Upon termination of employment, a participant’s unvested awards are forfeited. However, when a participant terminates
employment due to disability or retirement more than six months after receiving the award, the participant retains all of their
awards without providing additional service to the Company. Retirement eligibility is dependent upon age and years of service.
Compensation expense is recognized over the shorter of the vesting periods stated in the LTIP or the date the individual becomes
eligible to retire but not less than six months.
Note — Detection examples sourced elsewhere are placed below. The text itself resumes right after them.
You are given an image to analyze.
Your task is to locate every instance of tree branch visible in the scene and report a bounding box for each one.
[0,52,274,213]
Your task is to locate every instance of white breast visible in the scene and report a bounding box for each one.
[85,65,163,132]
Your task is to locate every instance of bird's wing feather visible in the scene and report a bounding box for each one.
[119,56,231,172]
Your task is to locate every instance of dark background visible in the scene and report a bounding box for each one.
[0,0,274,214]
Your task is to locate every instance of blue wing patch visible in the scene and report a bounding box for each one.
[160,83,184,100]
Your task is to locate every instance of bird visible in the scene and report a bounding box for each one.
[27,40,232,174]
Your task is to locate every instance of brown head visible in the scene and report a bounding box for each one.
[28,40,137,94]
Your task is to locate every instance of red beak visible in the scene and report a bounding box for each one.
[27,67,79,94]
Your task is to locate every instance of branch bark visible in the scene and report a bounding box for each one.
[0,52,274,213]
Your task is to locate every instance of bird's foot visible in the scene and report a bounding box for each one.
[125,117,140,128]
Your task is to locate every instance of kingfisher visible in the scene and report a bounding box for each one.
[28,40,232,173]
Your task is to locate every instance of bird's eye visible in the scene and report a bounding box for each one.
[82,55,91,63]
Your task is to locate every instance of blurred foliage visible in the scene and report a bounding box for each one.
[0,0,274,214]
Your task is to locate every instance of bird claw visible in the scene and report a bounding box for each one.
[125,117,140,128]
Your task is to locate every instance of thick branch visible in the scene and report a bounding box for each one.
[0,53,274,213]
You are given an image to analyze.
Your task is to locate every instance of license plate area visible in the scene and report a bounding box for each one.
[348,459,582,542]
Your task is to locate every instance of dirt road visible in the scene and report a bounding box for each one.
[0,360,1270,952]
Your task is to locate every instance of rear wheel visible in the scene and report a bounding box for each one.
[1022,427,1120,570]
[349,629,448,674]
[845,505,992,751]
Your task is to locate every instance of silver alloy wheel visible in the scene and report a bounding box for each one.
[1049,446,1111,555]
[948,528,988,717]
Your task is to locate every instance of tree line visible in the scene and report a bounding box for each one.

There are approximately 116 million shares of Class A common stock authorized for equity awards under the LTIP. Although the
LTIP permits the issuance of shares of Class B common stock, no such shares have been authorized for issuance. Shares issued
as a result of option exercises and the conversions of RSUs and PSUs were funded primarily with the issuance of new shares of
Class A common stock.
Stock Options
The fair value of each option is estimated on the date of grant using a Black-Scholes option pricing model. The following table
presents the weighted-average assumptions used in the valuation and the resulting weighted-average fair value per option granted
for the years ended December 31:
2014 2013 2012
Risk-free rate of return . . . . . . . . . . . . . . . . . . . . . . . . . . . . . . . . . . . . 1.5% 0.8% 1.2%
Expected term (in years). . . . . . . . . . . . . . . . . . . . . . . . . . . . . . . . . . . 5.00 5.00 6.25
Expected volatility . . . . . . . . . . . . . . . . . . . . . . . . . . . . . . . . . . . . . . . 19.1% 27.1% 35.2%
Expected dividend yield . . . . . . . . . . . . . . . . . . . . . . . . . . . . . . . . . . . 0.6% 0.5% 0.3%
Weighted-average fair value per option granted. . . . . . . . . . . . . . . . . $ 14.29 $ 12.33 $ 14.85
The risk-free rate of return was based on the U.S. Treasury yield curve in effect on the date of grant. In 2014 and 2013, the expected
term and the expected volatility were based on historical MasterCard information. In 2012, the Company utilized the simplified
method for calculating the expected term of the option based on the vesting terms and the contractual life of the option. The
expected volatility in 2012 was based on the average of the implied volatility of MasterCard and a blend of the historical volatility
of MasterCard and the historical volatility of a group of comparable companies. The expected dividend yields were based on the
Company’s expected annual dividend rate on the date of grant.